The Pinacoteca, housed in a splendid Renaissance palace, preserves beautiful masterpieces, like the famous Deposition by Rosso Fiorentino.
Speaking of museums, for the more adventurous, Volterra also hosts an interesting museum of torture, while for lovers of archaeology the visit to the Roman theatre and Etruscan acropolis is a must.

From the top of its dominant position, the Medici Fortress still controls Volterra and the surrounding countryside. The fortress was built in 1474 by will of Lorenzo de ‘Medici. Today it houses a prison, so it cannot be visited, but you can see it from outside in all its majesty.

Volterra is renowned not only for the beauty of its historic centre but also for the extraction and production of alabaster objects. It is an ancient tradition that draws precious material from the nearby quarries since the time of the Etruscans. There are several things to buy as souvenirs to take home, all handmade by local artisans who still follow the ancient methods of craftsmanship, handed down from generation to generation.

For those interested in deepening the tradition of alabaster processing, you can make a jump to the Alabaster Ecomuseum: it is an interesting journey around this rock: from extraction to production and sculpture to its commercialization. Here you can also visit the artisan workshops and admire over 300 sculptures ranging from the Etruscan era to the contemporary one.

Various traditional events take place in Volterra every year. Among the most important is “Ut Armentur Balistrarii”: an ancient crossbow shooting tournament. Another one is the medieval re-enactment “A.D. 1398 “which, on the third and fourth Sunday of August, brings the town back to the past.
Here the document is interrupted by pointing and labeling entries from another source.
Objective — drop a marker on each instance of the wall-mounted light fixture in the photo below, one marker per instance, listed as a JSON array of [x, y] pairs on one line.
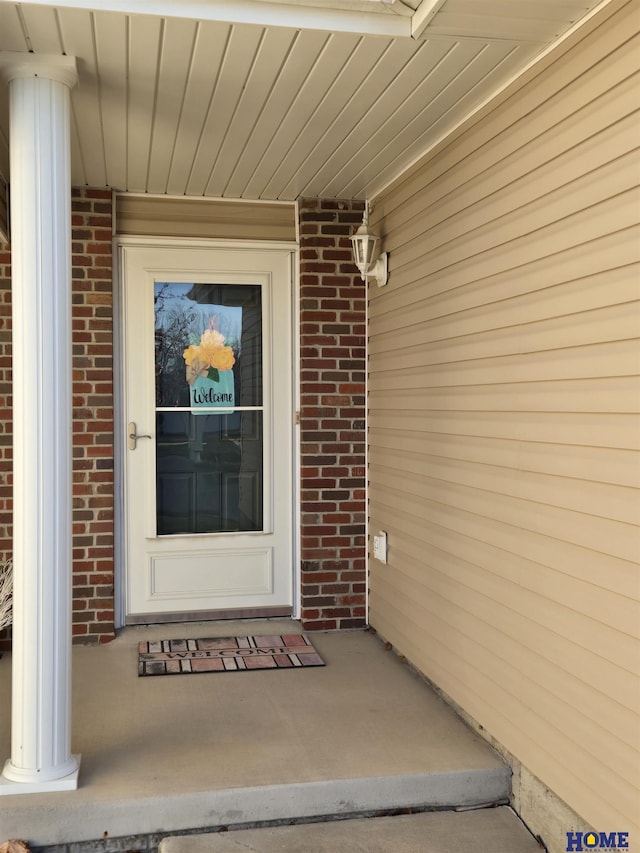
[[364, 245]]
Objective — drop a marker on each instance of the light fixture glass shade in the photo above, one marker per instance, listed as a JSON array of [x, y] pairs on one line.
[[365, 247]]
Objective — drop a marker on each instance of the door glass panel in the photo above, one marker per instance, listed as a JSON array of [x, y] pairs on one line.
[[209, 417]]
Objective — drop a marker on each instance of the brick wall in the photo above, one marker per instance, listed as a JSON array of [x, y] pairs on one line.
[[332, 418], [93, 485], [93, 425]]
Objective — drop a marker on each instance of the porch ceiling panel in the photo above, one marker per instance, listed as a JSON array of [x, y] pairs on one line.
[[181, 103]]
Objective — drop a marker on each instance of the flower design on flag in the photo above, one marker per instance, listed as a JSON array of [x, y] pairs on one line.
[[208, 357]]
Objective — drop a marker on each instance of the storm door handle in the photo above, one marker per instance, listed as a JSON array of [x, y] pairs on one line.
[[133, 436]]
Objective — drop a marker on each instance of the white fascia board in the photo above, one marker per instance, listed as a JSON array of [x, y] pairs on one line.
[[248, 12], [423, 16]]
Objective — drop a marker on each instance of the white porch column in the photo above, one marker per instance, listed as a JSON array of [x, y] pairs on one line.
[[40, 192]]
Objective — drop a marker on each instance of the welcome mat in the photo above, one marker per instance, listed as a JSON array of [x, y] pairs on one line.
[[226, 654]]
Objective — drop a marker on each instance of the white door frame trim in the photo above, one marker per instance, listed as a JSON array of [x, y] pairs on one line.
[[119, 390]]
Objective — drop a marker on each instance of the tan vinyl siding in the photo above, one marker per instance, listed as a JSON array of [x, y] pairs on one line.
[[163, 216], [4, 212], [503, 413]]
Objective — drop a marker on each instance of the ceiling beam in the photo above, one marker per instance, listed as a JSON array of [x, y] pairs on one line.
[[267, 14]]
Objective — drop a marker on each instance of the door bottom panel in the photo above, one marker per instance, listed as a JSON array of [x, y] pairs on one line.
[[208, 615]]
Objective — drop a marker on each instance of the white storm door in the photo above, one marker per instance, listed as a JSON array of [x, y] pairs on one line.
[[208, 420]]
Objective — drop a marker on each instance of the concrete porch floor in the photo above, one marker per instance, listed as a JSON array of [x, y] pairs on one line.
[[169, 754]]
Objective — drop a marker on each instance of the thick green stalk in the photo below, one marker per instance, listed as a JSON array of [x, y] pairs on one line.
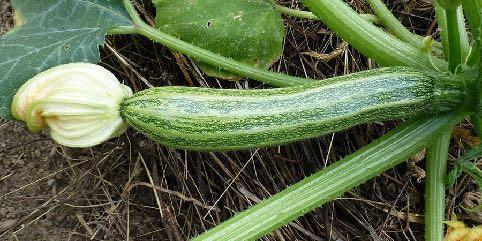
[[372, 41], [329, 183], [454, 39], [442, 24], [309, 15], [206, 56], [396, 28], [473, 9], [457, 23], [219, 61], [436, 168], [392, 23]]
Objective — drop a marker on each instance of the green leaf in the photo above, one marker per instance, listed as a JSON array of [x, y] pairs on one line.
[[329, 183], [249, 31], [55, 32]]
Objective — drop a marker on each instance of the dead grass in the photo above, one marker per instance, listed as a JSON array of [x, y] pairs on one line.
[[134, 189]]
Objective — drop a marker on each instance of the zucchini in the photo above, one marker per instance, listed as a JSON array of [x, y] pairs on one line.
[[220, 119]]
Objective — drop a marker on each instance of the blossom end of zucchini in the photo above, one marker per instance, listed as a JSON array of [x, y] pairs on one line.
[[78, 102]]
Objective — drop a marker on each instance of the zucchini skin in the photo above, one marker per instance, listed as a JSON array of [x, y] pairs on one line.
[[207, 119]]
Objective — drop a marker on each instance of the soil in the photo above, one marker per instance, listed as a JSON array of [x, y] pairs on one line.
[[50, 192]]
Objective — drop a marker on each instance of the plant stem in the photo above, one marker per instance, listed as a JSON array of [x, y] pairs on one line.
[[219, 61], [442, 24], [331, 182], [472, 9], [309, 15], [392, 23], [206, 56], [457, 38], [396, 28], [436, 168], [372, 41], [455, 48]]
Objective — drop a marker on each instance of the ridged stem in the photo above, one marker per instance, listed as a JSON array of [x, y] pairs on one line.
[[372, 41], [309, 15], [454, 41], [472, 9], [329, 183], [394, 26], [206, 56], [436, 168]]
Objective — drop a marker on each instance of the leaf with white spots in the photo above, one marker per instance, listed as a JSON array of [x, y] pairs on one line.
[[249, 31], [53, 32]]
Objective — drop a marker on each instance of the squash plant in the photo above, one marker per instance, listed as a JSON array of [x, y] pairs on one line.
[[230, 39]]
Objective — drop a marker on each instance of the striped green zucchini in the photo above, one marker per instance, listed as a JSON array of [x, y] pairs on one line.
[[220, 119]]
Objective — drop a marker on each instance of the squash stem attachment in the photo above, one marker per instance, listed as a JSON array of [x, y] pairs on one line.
[[436, 168]]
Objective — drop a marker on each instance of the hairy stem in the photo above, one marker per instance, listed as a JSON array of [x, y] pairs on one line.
[[436, 168], [457, 38], [331, 182], [206, 56], [393, 25], [309, 15], [372, 41], [473, 9]]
Finally, another event not to be missed is the “Palio dei Caci“: it takes place on the last Sunday of October during which people, in medieval costumes, must run the steep Via Franceschini by rolling some forms of cheese.
Certainly, the best time to visit Volterra is from spring to early autumn when the days are still warm and the sky is blue.
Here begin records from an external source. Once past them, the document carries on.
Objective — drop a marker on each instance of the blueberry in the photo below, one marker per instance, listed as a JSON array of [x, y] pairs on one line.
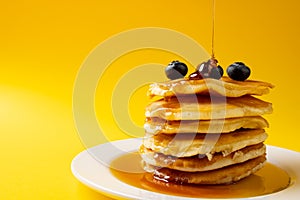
[[238, 71], [176, 70], [195, 76], [216, 72], [204, 69]]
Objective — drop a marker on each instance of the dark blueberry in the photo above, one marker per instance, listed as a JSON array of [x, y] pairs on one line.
[[195, 76], [216, 72], [176, 70], [238, 71], [204, 69]]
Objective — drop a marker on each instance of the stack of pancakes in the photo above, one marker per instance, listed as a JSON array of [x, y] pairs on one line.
[[205, 131]]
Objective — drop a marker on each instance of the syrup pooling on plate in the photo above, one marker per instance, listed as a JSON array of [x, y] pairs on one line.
[[269, 179]]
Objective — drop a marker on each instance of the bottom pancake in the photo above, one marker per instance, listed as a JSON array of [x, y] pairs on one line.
[[201, 162], [224, 175]]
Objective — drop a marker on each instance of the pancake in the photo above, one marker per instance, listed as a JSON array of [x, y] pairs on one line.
[[207, 108], [157, 126], [225, 87], [224, 175], [200, 163], [186, 145]]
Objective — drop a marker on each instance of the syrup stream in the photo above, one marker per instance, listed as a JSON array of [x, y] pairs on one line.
[[213, 29]]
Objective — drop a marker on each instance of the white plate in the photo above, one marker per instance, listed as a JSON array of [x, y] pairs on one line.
[[97, 176]]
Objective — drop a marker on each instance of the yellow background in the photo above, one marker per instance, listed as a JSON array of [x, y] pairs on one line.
[[43, 44]]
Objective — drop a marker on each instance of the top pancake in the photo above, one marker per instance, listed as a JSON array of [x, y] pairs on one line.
[[225, 87], [205, 108]]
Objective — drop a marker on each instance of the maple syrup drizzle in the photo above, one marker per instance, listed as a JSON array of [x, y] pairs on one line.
[[213, 29], [269, 179]]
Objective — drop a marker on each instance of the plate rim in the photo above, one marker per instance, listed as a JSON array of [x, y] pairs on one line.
[[274, 155]]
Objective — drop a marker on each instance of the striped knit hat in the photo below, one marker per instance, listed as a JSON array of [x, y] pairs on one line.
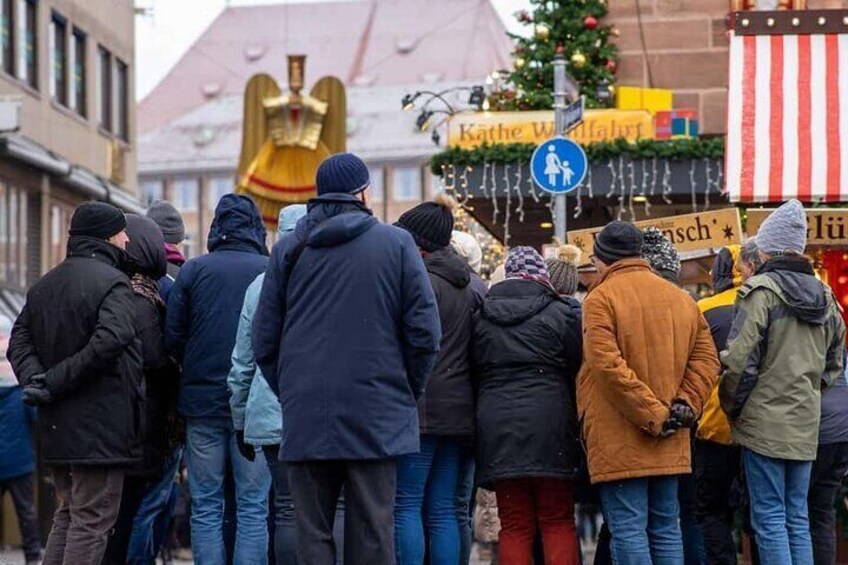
[[526, 263]]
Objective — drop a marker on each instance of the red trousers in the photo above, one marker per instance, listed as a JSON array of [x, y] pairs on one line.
[[524, 505]]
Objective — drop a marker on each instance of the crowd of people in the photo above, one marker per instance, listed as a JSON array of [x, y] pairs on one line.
[[359, 383]]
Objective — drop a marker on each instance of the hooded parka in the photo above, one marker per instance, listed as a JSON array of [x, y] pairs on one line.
[[447, 406], [788, 338], [346, 335], [526, 354], [205, 303], [78, 329]]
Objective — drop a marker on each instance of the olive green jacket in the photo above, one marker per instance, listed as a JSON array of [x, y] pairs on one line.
[[786, 341]]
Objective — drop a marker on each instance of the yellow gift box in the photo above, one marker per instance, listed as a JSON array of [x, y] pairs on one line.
[[651, 99]]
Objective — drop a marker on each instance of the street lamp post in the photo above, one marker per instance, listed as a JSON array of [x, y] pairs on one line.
[[560, 215]]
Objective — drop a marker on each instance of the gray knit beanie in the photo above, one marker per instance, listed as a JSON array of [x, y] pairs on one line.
[[661, 254], [169, 221], [785, 230], [563, 269]]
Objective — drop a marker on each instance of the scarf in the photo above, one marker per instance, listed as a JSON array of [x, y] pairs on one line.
[[149, 289]]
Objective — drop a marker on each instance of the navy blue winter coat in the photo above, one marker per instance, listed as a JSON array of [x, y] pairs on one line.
[[205, 303], [351, 337]]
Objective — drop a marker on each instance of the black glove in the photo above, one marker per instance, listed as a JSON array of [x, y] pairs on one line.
[[670, 427], [681, 412], [247, 451], [36, 393]]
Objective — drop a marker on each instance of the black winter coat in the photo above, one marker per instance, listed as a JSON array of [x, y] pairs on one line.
[[447, 406], [78, 328], [161, 374], [205, 303], [527, 350]]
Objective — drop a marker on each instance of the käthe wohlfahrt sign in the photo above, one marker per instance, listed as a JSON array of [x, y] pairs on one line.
[[470, 129]]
Volterra is also known by Twilight fans. Stephenie Meyer, in her famous novel New Moon, speaks of Volterra as the town where the members of the powerful Volturi clan reside, that is the royal family of vampires in charge of ensuring compliance with the laws of the species. Contrary to what one might think, the scenes of the movie directed by Chris Weitz were not shot here but in the town of Montepulciano, in the province of Siena.